Manchev Yulian T, Burn Matthew J, Popelier Paul L A
Department of Chemistry, The University of Manchester, Manchester, UK.
J Comput Chem. 2024 Dec 15;45(32):2912-2928. doi: 10.1002/jcc.27477. Epub 2024 Aug 31.
We present ichor, an open-source Python library that simplifies data management in computational chemistry and streamlines machine learning force field development. Ichor implements many easily extensible file management tools, in addition to a lazy file reading system, allowing efficient management of hundreds of thousands of computational chemistry files. Data from calculations can be readily stored into databases for easy sharing and post-processing. Raw data can be directly processed by ichor to create machine learning-ready datasets. In addition to powerful data-related capabilities, ichor provides interfaces to popular workload management software employed by High Performance Computing clusters, making for effortless submission of thousands of separate calculations with only a single line of Python code. Furthermore, a simple-to-use command line interface has been implemented through a series of menu systems to further increase accessibility and efficiency of common important ichor tasks. Finally, ichor implements general tools for visualization and analysis of datasets and tools for measuring machine-learning model quality both on test set data and in simulations. With the current functionalities, ichor can serve as an end-to-end data procurement, data management, and analysis solution for machine-learning force-field development.

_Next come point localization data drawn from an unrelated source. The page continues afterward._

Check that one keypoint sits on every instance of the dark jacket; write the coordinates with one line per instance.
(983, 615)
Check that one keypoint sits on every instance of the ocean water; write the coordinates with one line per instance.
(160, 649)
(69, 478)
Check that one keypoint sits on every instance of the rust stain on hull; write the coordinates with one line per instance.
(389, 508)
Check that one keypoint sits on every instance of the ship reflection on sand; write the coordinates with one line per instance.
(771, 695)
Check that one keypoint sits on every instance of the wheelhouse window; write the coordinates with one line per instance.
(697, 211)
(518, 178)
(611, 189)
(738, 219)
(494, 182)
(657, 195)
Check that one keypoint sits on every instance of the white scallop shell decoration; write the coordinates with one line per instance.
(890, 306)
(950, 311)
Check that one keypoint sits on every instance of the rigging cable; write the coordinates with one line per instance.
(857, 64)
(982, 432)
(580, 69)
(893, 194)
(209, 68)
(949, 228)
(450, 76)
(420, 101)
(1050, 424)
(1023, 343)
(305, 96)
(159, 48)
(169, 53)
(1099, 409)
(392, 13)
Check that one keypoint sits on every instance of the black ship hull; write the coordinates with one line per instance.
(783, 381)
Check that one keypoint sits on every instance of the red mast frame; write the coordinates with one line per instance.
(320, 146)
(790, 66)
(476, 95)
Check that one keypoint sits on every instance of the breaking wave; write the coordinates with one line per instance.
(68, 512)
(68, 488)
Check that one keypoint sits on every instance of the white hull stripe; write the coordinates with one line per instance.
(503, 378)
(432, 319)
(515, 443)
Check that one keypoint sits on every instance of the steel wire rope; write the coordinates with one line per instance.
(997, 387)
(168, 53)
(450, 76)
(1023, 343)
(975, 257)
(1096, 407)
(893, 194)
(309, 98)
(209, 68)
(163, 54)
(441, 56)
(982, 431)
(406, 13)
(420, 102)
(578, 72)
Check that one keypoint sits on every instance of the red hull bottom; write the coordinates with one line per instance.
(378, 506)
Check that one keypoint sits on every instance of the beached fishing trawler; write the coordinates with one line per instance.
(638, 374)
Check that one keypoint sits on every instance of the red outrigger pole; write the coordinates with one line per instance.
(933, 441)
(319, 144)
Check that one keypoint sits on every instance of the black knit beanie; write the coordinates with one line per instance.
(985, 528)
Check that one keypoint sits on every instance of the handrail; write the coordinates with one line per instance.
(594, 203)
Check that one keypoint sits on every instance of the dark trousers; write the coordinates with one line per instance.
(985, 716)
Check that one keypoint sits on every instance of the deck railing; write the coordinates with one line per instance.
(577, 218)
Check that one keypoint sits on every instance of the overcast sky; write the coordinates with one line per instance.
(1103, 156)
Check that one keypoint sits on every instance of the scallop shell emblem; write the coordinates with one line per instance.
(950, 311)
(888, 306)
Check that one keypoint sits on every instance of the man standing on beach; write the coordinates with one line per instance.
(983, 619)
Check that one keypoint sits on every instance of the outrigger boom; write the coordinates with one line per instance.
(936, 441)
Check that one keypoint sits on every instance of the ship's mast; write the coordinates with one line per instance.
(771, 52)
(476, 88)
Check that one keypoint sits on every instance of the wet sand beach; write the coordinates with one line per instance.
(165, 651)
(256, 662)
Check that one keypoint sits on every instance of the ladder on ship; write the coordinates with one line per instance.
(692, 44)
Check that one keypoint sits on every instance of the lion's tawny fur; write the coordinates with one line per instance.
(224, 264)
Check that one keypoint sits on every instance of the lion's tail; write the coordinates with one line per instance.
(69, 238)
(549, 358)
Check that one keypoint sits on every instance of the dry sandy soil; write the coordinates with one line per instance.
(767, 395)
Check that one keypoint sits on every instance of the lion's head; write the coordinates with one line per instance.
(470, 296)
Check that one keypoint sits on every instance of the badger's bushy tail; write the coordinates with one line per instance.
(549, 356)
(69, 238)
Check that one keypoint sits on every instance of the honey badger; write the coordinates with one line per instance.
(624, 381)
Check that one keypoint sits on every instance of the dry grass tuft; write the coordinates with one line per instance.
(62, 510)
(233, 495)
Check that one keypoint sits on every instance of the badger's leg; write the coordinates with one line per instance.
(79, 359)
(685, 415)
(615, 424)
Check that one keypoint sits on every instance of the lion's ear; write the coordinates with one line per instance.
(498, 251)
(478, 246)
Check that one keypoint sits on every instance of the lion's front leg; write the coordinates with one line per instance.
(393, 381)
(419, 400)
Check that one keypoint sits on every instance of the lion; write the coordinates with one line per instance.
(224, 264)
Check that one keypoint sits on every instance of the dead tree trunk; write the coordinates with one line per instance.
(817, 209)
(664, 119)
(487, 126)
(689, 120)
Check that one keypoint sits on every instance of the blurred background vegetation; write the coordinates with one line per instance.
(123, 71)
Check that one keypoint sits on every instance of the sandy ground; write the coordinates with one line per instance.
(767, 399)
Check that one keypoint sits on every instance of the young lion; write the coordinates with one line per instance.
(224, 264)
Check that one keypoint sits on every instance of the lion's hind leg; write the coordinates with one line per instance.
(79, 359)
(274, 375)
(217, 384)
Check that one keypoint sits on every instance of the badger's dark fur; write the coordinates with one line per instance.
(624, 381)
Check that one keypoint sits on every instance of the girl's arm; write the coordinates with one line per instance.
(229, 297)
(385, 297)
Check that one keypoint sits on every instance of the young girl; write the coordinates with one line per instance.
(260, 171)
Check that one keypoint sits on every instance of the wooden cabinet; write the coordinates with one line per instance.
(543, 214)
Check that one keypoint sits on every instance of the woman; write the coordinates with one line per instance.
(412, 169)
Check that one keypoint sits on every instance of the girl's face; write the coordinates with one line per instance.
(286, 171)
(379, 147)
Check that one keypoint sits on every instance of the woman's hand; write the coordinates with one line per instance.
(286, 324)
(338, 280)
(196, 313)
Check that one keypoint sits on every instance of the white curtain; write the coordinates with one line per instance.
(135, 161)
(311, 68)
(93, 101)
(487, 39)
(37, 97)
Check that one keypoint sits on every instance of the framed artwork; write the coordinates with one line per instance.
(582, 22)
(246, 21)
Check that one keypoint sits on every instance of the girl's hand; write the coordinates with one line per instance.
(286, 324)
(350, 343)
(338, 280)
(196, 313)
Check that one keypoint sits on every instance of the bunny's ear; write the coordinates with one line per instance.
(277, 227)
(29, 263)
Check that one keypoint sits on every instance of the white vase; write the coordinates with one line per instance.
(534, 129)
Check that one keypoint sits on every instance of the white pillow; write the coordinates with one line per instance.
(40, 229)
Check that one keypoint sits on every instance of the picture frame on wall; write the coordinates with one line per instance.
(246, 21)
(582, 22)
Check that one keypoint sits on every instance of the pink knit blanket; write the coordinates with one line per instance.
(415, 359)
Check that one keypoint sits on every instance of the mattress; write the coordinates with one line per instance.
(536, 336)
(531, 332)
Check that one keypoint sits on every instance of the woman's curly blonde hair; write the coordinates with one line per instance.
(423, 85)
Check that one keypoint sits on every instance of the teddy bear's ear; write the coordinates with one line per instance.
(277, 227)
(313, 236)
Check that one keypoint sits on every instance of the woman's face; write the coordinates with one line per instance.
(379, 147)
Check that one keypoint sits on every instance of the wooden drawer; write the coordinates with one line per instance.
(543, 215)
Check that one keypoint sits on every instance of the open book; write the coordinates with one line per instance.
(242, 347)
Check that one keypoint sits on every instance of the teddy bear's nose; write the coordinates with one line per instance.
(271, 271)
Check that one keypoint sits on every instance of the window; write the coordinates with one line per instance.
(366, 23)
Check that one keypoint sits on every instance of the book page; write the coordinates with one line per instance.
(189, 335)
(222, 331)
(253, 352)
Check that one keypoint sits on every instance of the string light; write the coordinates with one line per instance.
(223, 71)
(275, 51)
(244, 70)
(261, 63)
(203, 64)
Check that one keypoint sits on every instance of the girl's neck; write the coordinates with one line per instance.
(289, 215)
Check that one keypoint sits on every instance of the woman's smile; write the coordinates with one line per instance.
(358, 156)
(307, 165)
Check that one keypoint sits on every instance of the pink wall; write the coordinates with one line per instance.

我们展示了Ichor,一个开源的Python库,它简化了计算化学中的数据管理,并简化了机器学习力场开发。Ichor除了实现一个惰性文件读取系统外,还实现了许多易于扩展的文件管理工具,从而能够高效管理数十万份计算化学文件。计算数据可以轻松存储到数据库中,便于共享和后期处理。原始数据可以直接由Ichor处理,以创建适用于机器学习的数据集。除了强大的数据相关功能外,Ichor还提供了与高性能计算集群使用的流行工作负载管理软件的接口,只需一行Python代码就能轻松提交数千个单独的计算任务。此外,通过一系列菜单系统实现了一个易于使用的命令行界面,以进一步提高Ichor常见重要任务的可访问性和效率。最后,Ichor实现了用于数据集可视化和分析的通用工具,以及用于在测试集数据和模拟中测量机器学习模型质量的工具。凭借当前的功能,Ichor可以作为机器学习力场开发的端到端数据获取、数据管理和分析解决方案。